A total of 3,176 eligible patients were registered from 24 countries assigned into six groups. Age and histologic risk group distribution were similar across all groupings. The distribution of WT stage varied by country grouping, with 14.9% (range, 11.1%-18.2%) metastatic at diagnosis. Median follow-up was 78.9 months. For localized WT, 5-year EFS varied from 80% (Brazilian group) to 91% (French group; < .0001), retaining significance only for Brazil in MVA ( = .001). Five-year OS varied from 89% (Brazilian group) to 98% (French group; < .0001). In MVA, only superior OS in France was significant ( = .001). Five-year EFS/OS for stage IV did not vary significantly. High-risk histology and tumor volume at surgery were significantly associated with increased risk of death in MVA for metastatic disease.

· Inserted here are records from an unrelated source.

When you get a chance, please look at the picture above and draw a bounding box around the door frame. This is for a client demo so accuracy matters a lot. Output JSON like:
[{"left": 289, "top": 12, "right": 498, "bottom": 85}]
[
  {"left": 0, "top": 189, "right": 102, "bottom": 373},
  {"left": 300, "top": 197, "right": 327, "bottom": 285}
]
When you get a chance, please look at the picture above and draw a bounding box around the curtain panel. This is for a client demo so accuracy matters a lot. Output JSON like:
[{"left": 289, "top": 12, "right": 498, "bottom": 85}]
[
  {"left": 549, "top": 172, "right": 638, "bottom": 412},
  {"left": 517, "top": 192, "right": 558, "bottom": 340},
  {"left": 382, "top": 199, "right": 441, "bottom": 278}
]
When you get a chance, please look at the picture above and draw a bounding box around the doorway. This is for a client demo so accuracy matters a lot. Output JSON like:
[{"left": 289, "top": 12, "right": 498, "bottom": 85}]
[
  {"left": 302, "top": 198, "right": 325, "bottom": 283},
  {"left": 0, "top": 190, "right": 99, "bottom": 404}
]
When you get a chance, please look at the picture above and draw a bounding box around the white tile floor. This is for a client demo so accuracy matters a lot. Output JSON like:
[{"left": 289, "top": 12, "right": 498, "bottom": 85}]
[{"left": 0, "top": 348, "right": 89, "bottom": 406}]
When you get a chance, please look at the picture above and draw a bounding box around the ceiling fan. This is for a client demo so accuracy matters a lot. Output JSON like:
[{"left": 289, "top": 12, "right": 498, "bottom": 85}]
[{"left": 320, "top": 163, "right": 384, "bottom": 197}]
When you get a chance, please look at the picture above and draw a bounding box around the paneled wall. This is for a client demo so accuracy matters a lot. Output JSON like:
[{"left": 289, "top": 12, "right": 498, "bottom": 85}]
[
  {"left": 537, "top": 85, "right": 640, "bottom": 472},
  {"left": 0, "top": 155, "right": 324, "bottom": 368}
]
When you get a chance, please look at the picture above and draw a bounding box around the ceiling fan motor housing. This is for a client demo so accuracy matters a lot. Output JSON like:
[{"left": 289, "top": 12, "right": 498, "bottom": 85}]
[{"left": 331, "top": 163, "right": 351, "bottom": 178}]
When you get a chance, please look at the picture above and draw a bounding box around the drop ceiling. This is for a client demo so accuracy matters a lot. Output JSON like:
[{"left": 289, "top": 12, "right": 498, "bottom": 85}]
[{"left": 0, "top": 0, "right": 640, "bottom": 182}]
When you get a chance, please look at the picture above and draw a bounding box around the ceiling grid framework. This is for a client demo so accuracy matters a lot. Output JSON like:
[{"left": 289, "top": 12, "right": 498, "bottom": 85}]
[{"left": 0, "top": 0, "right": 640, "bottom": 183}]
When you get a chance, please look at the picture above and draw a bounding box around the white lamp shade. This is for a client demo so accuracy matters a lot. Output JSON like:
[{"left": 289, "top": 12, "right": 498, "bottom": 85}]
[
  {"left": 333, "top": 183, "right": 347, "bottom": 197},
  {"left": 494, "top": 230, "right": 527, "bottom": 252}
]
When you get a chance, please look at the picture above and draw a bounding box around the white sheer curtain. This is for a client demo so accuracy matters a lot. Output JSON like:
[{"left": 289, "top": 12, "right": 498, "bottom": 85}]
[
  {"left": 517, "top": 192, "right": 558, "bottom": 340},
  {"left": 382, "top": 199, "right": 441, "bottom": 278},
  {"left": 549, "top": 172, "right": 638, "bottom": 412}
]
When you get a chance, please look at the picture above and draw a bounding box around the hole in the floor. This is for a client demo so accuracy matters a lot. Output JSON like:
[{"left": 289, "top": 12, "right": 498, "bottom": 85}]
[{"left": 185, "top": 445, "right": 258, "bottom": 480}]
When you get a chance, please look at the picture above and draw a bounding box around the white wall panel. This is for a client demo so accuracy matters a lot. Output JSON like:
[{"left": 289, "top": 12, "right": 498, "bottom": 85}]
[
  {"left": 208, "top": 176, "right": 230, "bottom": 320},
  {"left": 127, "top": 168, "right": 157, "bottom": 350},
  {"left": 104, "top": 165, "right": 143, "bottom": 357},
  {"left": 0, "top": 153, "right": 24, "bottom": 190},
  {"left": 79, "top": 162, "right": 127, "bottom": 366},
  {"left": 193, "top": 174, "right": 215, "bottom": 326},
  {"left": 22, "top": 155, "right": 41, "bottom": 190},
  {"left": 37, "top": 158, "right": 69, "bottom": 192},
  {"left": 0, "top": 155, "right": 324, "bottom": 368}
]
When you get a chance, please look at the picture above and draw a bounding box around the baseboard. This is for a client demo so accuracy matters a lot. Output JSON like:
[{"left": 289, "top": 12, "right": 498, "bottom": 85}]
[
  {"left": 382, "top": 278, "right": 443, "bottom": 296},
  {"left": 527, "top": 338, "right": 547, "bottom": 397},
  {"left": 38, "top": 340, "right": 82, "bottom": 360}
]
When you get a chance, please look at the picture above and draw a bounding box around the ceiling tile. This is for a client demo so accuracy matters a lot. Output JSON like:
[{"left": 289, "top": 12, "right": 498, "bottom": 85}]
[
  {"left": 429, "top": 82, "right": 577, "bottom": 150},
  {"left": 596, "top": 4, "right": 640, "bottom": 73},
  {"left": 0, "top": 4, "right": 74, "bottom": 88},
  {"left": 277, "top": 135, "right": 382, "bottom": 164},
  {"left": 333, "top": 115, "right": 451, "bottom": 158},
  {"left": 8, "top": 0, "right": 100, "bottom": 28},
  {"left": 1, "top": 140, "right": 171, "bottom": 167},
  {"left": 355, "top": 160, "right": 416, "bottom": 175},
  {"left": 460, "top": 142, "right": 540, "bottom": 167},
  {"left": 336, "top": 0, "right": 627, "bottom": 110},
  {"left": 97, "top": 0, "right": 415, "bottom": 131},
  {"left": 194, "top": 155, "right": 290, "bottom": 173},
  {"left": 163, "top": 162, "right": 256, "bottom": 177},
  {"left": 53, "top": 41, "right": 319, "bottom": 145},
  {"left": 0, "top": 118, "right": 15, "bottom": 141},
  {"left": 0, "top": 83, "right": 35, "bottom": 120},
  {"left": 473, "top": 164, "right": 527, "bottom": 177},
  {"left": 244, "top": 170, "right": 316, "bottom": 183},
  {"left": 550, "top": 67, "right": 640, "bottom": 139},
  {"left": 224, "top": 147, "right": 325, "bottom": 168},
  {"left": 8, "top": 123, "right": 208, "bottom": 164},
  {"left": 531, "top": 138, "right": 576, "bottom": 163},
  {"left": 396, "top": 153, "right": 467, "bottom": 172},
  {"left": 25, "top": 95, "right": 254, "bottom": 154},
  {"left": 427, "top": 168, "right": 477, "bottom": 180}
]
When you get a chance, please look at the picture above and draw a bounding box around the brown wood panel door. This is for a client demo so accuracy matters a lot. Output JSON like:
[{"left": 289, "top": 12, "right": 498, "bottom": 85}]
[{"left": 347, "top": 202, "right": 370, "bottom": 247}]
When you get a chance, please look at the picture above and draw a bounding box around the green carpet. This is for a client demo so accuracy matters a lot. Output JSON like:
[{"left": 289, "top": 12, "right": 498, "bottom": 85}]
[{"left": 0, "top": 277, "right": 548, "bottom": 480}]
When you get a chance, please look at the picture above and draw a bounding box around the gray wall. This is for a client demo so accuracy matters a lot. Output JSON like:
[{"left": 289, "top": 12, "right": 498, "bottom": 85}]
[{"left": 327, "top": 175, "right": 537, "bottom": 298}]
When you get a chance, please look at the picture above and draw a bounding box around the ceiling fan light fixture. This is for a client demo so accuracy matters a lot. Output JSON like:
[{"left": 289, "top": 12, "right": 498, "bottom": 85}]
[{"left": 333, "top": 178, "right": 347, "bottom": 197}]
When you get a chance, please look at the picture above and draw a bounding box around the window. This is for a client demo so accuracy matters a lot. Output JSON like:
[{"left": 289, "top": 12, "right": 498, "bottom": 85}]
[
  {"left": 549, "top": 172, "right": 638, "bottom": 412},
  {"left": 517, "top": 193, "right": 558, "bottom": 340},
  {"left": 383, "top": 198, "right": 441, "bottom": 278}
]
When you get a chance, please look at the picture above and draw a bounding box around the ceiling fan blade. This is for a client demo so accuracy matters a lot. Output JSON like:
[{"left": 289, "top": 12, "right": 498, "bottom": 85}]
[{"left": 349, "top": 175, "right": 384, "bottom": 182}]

International benchmarking of survival rates from WT within a large trial/study database has demonstrated statistically significant differences. Clinical interpretation should take account of variation in tumor stage but also treatment factors.
比较国际间患者人口统计学、肿瘤特征和生存情况,可以为改善医疗体系提供参考。国际儿科肿瘤协会威尔姆斯肿瘤 2001 试验/研究通过西欧和巴西的国家临床研究小组对患者进行登记。本研究对国际儿科肿瘤协会威尔姆斯肿瘤 2001 数据库进行回顾性事后分析,旨在发现并提出任何结果差异的原因。
所有符合单侧威尔姆斯肿瘤(WT)、年龄>6 个月、按照方案接受术前化疗、并于 2001 年至 2011 年期间登记的患者均符合条件。根据国家分组,使各组病例数和地理分布具有可比性。采用 Cox 单变量和多变量(MVA)统计方法,以德国协作组(德国、奥地利和瑞士的 Gesellschaft für Pädiatrische Onkologie und Hämatologie)为参考,计算无事件生存(EFS)和总生存(OS)的危险比。
共登记了 24 个国家的 3176 名符合条件的患者,分为 6 个组。所有组别的年龄和组织学危险分组分布相似。WT 分期的分布因国家分组而异,诊断时转移性肿瘤的比例为 14.9%(范围 11.1%~18.2%)。中位随访时间为 78.9 个月。对于局限性 WT,5 年 EFS 从巴西组的 80%到法国组的 91%( <.0001)不等,仅在 MVA 中巴西有显著差异( =.001)。5 年 OS 从巴西组的 89%到法国组的 98%( <.0001)不等。在 MVA 中,只有法国组的 OS 更高具有显著差异( =.001)。IV 期的 5 年 EFS/OS 无显著差异。高危组织学和手术时肿瘤体积在 MVA 中与转移性疾病死亡风险增加显著相关。
在大型试验/研究数据库中对 WT 生存率进行国际基准测试表明,存在统计学上的显著差异。临床解读应考虑肿瘤分期的差异,同时也应考虑治疗因素。